Si la política de la posverdad es una amenaza a la democracia, como lo sostuve en mi última columna, surge una posible pregunta: ¿será que la solución está en que los jueces anulen los triunfos electorales fundados en falsedades?

Esa pretensión no es descabellada, pues ha sido tarea de los jueces, en casi todas las democracias, anular las elecciones si constatan irregularidades con posible impacto en el resultado, como lo hizo el tribunal constitucional austriaco cuando anuló la segunda vuelta presidencial de mayo.

Esas decisiones judiciales, a pesar de que anulan pronunciamientos populares, no son estrambóticas ni antidemocráticas, si están bien fundamentadas, pues lo que hacen es proteger las reglas de la democracia y la formación libre de la voluntad popular.

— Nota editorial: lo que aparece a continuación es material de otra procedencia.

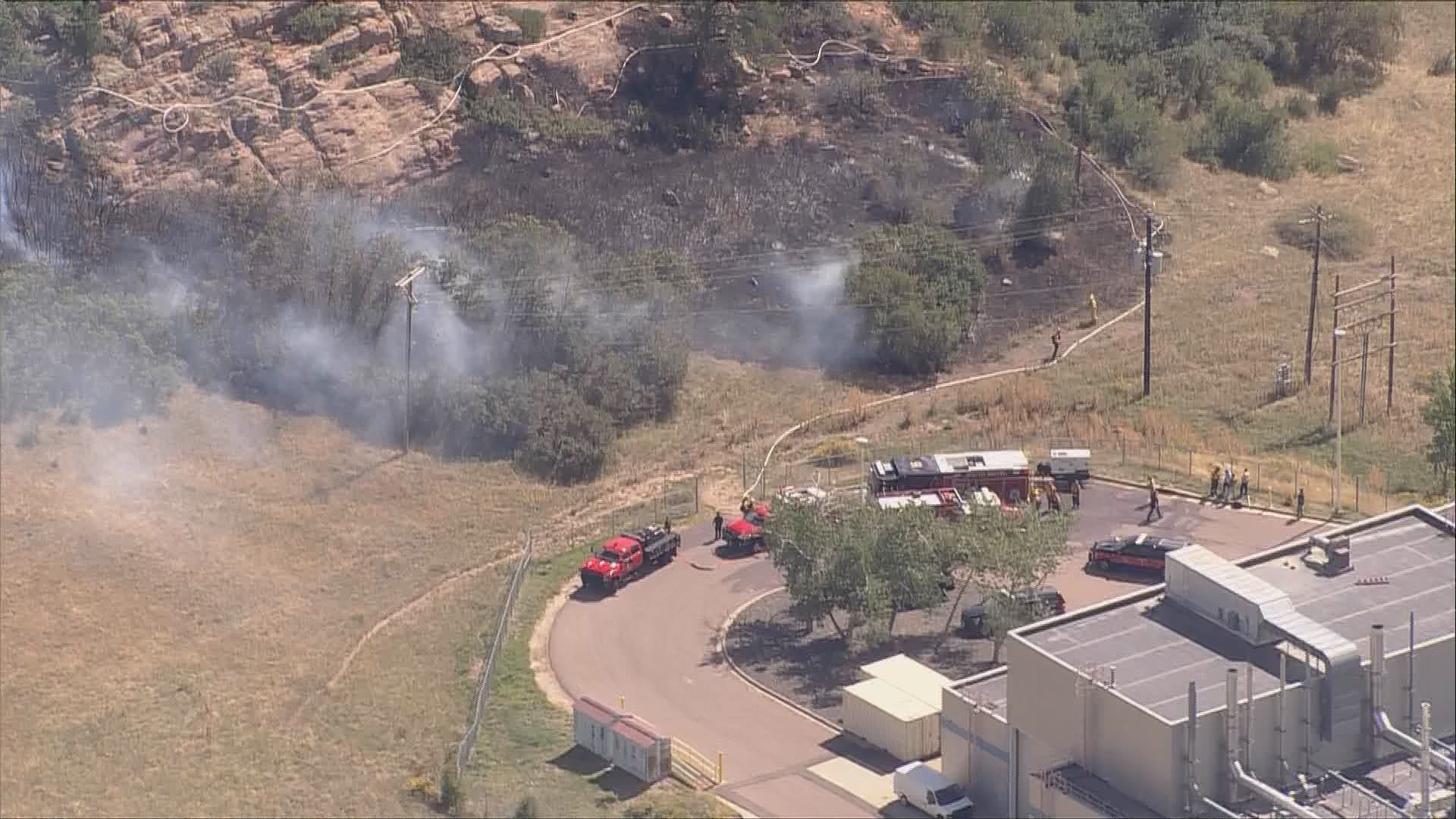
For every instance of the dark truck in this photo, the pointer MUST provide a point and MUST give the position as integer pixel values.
(629, 556)
(1034, 605)
(1133, 553)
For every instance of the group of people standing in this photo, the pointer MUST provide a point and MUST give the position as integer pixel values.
(1223, 488)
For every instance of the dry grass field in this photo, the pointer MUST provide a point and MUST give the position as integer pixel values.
(174, 602)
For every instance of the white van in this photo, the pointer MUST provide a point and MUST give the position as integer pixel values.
(924, 787)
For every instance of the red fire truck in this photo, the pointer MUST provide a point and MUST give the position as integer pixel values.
(944, 502)
(1005, 472)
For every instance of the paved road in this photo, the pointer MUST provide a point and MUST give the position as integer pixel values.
(654, 643)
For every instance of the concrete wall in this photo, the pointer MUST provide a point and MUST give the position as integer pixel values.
(974, 752)
(1041, 698)
(1133, 751)
(1053, 803)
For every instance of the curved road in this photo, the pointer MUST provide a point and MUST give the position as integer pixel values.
(654, 643)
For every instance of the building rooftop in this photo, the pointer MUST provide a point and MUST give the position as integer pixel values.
(1158, 649)
(989, 692)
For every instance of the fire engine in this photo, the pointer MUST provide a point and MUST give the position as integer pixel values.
(1005, 472)
(629, 556)
(746, 534)
(944, 502)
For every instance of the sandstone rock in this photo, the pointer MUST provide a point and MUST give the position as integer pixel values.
(500, 30)
(373, 71)
(155, 42)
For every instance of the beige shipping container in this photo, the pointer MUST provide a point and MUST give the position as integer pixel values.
(908, 675)
(887, 717)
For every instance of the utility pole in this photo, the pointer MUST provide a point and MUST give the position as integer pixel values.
(1334, 344)
(406, 283)
(1365, 356)
(1313, 297)
(1389, 372)
(1076, 187)
(1147, 309)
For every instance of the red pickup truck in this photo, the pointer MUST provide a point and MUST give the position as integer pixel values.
(629, 556)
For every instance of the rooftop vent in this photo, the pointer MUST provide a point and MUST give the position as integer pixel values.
(1329, 556)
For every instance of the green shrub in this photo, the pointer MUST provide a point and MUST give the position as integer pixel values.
(1299, 105)
(1247, 137)
(321, 63)
(519, 117)
(1331, 93)
(435, 55)
(924, 284)
(1028, 30)
(833, 453)
(1345, 237)
(532, 22)
(1320, 158)
(220, 69)
(319, 20)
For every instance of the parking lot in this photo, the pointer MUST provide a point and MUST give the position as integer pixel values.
(777, 761)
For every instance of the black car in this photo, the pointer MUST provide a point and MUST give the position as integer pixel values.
(1138, 553)
(1034, 605)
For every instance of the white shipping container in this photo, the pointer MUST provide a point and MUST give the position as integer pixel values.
(887, 717)
(592, 726)
(638, 749)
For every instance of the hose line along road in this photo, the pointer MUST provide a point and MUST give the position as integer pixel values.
(654, 643)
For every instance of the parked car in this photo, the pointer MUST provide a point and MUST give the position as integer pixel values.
(1034, 604)
(927, 789)
(1136, 553)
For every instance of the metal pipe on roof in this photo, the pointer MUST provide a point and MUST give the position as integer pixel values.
(1247, 719)
(1220, 809)
(1381, 722)
(1190, 749)
(1237, 774)
(1426, 760)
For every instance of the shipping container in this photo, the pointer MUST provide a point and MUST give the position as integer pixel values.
(592, 726)
(887, 717)
(641, 751)
(908, 675)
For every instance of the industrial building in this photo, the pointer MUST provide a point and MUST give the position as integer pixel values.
(1324, 651)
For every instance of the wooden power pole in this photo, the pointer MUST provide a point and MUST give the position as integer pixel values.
(406, 283)
(1313, 297)
(1147, 309)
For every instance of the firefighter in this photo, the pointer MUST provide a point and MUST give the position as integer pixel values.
(1152, 502)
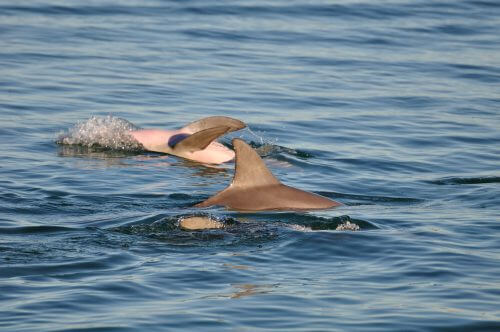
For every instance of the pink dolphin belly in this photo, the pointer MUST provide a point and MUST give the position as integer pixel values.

En ese contexto, es totalmente legítima la pretensión del controvertido auto de diciembre de la respetada magistrada del Consejo de Estado Lucy Jeannette Bermúdez, de analizar si el resultado del plebiscito debía o no ser anulado por las falsedades de la campaña del No. Pero las propias debilidades probatorias de ese auto muestran los límites y riesgos de un control judicial de la política de la posverdad.

No puedo en esta columna comentar en detalle ciertos defectos técnicos importantes de ese auto, como la falta de un estudio adecuado de si el Consejo de Estado era o no competente en este caso. Por limitaciones de espacio, me concentro en su tema central: su análisis de que las falsedades de la campaña del No habrían generado la nulidad del plebiscito por fraude al sufragante.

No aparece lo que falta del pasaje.